And before he was diagnosed with schizophrenia at the age of thirty-five,
Uncle Dawud was known as the youngest of her uncles, the spoiled one. Zaina remembered how he’d drive her to school and back, cursing out all the drivers: “Ya hamar, get out of the street. Does your mother know she birthed a bastard?” Then a moment later, he’d say peacefully: “Look at the way God made the trees, so tall and protective.” Language came easy to him, and one day it would make her a poet. Even when they no longer spoke, he lived in her work. “Arrive at yourself on your own terms,” he wrote to her in an email, the subject line left blank.
And for her birthday,
my sister Zenab dropped a basket out of her window, held by a string, the way we did as kids in Cairo, Egypt. Back then we’d wait for the bread man to fill the basket with bread and then send the basket back down with money. In Cleveland, no one knew what to do with the basket but walk around it, as if it was infectious. Homeless people left trash inside it. One dad thought it was funny to temporarily put his baby into it. What are you waiting for, Zenab? I asked her. She shrugged. She said I’m not sure.
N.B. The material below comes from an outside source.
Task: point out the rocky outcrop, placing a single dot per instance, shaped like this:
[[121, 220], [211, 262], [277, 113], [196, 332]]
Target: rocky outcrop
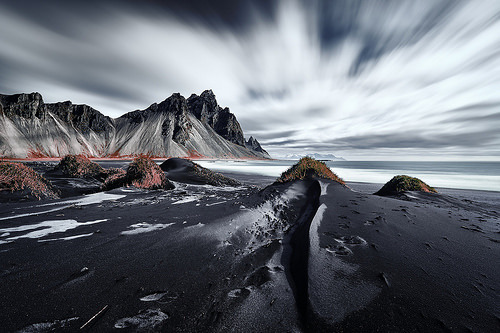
[[308, 168], [206, 109], [185, 171], [82, 117], [176, 127], [22, 181], [28, 106], [254, 145], [400, 184], [142, 172]]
She said someone to look up.
And one time in my aunt’s apartment in Al-Haram, Cairo,
the electricity was cut off for hours and there was nothing to do about it but wait. This was before the Arab Spring. Uncle Basem told a story in the dark to distract us, about the earthquake of 1992, when he forgot his wife and kids in the building and ran out into the street in his underwear with his favorite cheeses. We were all in tears from laughter, our own mode of survival. “The birds outside chirp chirp, my wife chirp chirps, I get no rest,” said Uncle Basem. He coughed after he chain smoked; there was always some story stuck in his lung.